Multiple authorship in the theatre can work brilliantly, illustrating different facets of a single theme, as it did for Rupert Goold's exploration of the 9/11 attack, Decade. But the risk of engaging several writers is that the focus becomes too diffuse and the whole is less than the sum of the parts.
This show directed by Rufus Norris at the Young Vic is a co-production with the Royal Court and has been several years in gestation. It uses some of the most stunning designs and visual effects I have ever seen on stage and a tip-top cast to explore Yoruba culture, not so much in Nigeria but in the post-slavery diaspora. The music, the dance, the costumes, the lighting and the acting are all breathtakingly good, but the words rarely reach the same level. The five writers employed hail from as far away as Cuba, Brazil and the US as well as the UK. Some of the individual scenes work better than others, notably a plantation owner dismissing the woman who was once his wet-nurse on the day Brazil abolishes slavery in the 1880s, and a lunch counter sit-in during the U.S. civil rights protests of the early 1960s. We also see an American tourist visiting a Cuban prostitute and a young black British woman athlete suffering peer pressure on the streets of South London. But many of these scenes are too long and don't really go anywhere, and the common thread linking them isn't strong enough. I would have welcomed more focus on present-day Africa to bind the diaspora scenes together.

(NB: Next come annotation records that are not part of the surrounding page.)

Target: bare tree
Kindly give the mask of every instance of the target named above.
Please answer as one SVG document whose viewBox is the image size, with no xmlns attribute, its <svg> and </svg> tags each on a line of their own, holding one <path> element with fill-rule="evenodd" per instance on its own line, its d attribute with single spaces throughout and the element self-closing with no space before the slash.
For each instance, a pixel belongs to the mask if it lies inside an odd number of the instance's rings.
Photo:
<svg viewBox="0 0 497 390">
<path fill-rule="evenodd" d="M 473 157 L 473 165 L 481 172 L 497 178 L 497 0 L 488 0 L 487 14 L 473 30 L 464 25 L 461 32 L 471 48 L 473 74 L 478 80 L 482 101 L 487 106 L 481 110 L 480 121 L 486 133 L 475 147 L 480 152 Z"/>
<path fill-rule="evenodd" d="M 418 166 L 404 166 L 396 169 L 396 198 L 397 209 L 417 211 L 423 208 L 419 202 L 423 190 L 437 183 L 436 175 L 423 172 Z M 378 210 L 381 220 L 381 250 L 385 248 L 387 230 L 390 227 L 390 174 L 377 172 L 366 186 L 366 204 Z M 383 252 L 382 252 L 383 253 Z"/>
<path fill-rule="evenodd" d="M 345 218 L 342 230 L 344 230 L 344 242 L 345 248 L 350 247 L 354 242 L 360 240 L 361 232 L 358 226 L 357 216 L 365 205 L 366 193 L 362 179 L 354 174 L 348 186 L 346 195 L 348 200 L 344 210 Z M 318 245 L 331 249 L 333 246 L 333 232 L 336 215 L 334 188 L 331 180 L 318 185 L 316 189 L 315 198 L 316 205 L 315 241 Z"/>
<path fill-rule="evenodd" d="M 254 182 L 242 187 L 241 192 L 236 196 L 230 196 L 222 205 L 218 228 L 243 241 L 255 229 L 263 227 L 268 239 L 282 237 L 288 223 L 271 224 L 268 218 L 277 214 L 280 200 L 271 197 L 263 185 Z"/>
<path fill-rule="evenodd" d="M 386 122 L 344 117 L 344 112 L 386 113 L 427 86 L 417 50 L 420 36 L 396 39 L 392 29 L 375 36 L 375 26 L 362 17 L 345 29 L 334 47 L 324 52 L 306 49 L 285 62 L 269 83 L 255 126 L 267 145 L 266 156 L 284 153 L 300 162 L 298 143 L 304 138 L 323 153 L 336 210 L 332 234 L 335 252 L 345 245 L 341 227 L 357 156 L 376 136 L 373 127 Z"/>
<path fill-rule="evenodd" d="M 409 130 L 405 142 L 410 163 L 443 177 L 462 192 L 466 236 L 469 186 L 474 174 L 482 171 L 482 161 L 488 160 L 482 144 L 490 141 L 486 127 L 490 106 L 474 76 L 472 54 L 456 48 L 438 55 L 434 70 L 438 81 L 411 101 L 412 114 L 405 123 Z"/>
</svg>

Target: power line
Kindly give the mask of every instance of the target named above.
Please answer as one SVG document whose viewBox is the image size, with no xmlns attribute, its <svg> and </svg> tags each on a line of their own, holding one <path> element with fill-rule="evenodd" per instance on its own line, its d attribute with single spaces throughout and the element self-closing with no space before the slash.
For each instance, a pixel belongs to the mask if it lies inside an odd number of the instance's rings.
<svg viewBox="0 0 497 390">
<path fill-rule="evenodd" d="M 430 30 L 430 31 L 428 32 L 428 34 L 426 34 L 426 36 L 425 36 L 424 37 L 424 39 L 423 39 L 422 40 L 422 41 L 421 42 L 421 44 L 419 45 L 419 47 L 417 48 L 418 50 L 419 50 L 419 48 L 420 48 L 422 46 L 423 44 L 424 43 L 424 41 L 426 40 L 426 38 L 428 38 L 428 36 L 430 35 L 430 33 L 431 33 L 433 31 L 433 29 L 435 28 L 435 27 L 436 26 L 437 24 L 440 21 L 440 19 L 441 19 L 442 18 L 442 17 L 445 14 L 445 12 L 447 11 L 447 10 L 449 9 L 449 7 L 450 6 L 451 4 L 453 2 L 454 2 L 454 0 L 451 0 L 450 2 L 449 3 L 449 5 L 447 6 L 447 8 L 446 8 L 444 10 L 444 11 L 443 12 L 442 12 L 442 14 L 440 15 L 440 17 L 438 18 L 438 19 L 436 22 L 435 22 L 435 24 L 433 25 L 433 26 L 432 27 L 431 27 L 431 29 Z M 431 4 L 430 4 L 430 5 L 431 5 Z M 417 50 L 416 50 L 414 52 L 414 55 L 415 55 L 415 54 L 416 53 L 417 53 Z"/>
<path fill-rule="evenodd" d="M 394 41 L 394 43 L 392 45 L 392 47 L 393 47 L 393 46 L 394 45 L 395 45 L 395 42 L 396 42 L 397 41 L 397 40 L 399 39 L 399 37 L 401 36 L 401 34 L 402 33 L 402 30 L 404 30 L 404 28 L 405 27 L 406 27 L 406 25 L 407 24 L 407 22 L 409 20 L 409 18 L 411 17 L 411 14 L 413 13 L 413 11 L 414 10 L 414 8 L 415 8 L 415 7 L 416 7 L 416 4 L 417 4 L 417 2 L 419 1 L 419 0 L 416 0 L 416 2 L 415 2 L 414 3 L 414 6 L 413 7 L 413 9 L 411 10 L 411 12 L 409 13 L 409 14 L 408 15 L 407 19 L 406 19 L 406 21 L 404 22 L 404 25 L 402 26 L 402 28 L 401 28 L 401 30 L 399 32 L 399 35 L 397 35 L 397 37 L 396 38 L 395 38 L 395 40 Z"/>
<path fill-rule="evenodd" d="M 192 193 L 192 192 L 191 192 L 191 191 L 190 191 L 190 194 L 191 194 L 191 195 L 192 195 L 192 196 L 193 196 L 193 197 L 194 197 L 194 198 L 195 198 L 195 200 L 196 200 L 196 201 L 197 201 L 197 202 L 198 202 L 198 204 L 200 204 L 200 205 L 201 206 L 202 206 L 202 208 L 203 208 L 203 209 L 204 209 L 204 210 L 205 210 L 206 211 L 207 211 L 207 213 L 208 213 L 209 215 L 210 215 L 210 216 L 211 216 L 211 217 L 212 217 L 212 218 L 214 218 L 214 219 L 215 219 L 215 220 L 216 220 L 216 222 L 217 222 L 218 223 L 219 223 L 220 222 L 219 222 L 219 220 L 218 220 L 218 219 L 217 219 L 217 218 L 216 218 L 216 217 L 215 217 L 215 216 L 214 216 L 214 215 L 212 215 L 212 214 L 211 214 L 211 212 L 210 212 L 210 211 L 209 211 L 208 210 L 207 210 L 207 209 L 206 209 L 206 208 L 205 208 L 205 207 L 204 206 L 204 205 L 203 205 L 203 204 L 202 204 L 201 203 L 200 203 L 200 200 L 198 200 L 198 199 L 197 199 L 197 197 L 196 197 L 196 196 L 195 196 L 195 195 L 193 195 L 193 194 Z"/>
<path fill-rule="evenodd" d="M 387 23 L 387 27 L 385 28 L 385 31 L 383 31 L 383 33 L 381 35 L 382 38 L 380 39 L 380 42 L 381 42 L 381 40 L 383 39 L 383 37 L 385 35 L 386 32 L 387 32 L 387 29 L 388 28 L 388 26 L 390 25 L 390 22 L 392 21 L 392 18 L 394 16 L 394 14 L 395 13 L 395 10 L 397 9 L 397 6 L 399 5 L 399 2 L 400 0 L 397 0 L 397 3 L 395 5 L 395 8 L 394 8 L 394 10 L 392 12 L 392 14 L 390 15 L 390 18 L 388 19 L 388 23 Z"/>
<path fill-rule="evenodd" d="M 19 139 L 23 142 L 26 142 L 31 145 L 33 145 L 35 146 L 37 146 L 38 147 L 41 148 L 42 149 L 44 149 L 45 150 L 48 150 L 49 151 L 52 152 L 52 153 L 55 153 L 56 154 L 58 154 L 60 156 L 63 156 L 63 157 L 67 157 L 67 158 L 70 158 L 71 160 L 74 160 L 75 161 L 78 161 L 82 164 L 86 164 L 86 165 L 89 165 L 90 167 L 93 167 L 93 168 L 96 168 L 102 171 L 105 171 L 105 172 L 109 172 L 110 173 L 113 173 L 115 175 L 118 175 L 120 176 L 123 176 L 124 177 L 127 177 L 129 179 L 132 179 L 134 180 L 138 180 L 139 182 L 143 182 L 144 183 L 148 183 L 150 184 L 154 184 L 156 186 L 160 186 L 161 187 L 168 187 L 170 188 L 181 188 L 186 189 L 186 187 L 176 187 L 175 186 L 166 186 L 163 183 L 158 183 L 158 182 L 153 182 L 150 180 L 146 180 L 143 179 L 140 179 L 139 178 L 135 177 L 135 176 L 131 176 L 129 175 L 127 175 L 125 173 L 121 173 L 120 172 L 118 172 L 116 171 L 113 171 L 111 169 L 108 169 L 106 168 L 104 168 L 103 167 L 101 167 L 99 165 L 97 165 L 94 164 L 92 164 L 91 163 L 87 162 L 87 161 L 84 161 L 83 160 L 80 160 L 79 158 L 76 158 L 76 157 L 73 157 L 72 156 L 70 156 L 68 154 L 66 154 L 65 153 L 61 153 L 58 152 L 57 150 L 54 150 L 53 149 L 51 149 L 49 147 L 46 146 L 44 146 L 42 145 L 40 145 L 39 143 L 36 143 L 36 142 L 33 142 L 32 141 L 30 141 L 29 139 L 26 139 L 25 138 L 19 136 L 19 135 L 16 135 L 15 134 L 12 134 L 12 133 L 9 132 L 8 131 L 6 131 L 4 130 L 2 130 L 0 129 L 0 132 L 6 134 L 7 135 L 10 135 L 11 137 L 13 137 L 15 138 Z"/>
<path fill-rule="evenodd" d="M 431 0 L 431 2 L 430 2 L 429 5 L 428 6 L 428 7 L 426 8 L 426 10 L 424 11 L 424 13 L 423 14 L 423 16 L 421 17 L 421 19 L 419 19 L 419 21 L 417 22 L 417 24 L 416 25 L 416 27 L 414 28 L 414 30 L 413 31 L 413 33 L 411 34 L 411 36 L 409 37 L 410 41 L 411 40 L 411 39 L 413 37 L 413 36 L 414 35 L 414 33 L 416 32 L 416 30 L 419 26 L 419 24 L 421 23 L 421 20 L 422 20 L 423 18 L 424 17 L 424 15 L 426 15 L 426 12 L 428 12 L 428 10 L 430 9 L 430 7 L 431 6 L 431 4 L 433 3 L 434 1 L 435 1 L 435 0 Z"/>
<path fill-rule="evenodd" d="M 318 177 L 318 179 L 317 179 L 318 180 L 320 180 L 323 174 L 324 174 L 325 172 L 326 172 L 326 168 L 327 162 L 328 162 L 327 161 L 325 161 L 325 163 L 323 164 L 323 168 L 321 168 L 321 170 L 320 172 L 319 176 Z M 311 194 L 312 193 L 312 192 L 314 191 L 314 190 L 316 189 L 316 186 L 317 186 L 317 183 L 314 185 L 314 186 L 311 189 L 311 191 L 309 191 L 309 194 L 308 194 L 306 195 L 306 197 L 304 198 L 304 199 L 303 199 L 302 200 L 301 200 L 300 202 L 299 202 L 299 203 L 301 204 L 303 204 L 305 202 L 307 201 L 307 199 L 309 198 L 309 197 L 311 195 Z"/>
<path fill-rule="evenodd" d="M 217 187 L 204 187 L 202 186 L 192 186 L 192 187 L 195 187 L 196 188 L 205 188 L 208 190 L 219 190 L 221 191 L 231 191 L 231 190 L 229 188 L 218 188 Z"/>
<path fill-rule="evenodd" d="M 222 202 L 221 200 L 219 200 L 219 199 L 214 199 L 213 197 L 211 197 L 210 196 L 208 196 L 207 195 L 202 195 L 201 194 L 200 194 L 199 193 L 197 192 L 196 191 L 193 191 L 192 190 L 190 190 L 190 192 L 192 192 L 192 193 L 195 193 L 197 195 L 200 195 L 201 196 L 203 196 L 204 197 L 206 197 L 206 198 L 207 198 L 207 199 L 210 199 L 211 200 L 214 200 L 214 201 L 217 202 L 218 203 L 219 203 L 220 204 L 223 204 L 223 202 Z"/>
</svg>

With this kind of project, too much time and work has been invested to allow the director the freedom to be absolutely ruthless on behalf of the audience in cutting and reshaping the show. This is not to diminish the performances by Noma Dumezweni, Kobna Holdbrook-Smith and others. The design by Katrina Lindsay, with the help of projections by Lysander Ashton's 59 Productions, which also worked on the Olympics opening ceremony, should win a fistful of awards. The best moments are when little or nothing is said and the show relies on its visual impact and the actors' movements.